Crowds cheered as Krista Perry Patronick ‘09 crossed the Boston Marathon finish line last year for the first time, exactly what a runner needs to hear after 26.2 miles. But the finish was bittersweet, a delayed accomplishment after the bombings stopped her official race several days earlier. Her “small army” of supporters cheered just the same, many supporting a fellow River Hawk.
“I ran with two other alums and when I got to Boylston Street, there were so many people who were there for us, people I didn't even know. I saw a lot of people who'd heard about me finishing thanks to the University spreading the word,” says Patronick, an avid River Hawk hockey fan. “I met a man and his son in River Hawks jerseys and thanked them for coming. That really meant a lot to me.”
Patronick was one of the 26,839 runners on the course that day, and she returned with more fellow athletes in 2014, several of whom are also part of the University community.

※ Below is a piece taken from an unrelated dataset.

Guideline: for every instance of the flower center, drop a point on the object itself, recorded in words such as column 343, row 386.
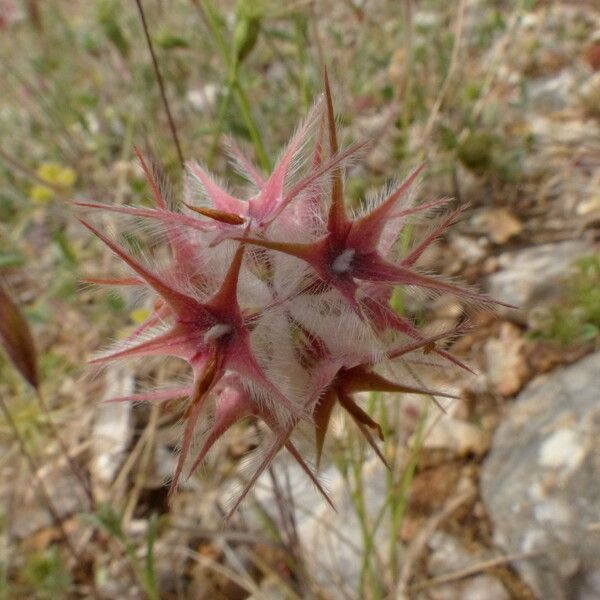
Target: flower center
column 343, row 262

“It wasn’t an easy run by any means, but seeing so many familiar faces along the course really helped,” says Patronick, who finished the race for the second time surrounded by friends and family.
Former track athlete Rex Radloff ’10 represented the University on a UMass system-wide team running in support of the Krystle Campbell Scholarship Fund
, which will benefit students attending any of the five campuses. The UMass Lowell Boston Marathon Scholarship, established soon after the attacks, also benefits those affected. A Boston Strong T-shirt
designed by Kevin Zwirble ’04 has raised more than $3,700 for The One Fund, benefiting survivors.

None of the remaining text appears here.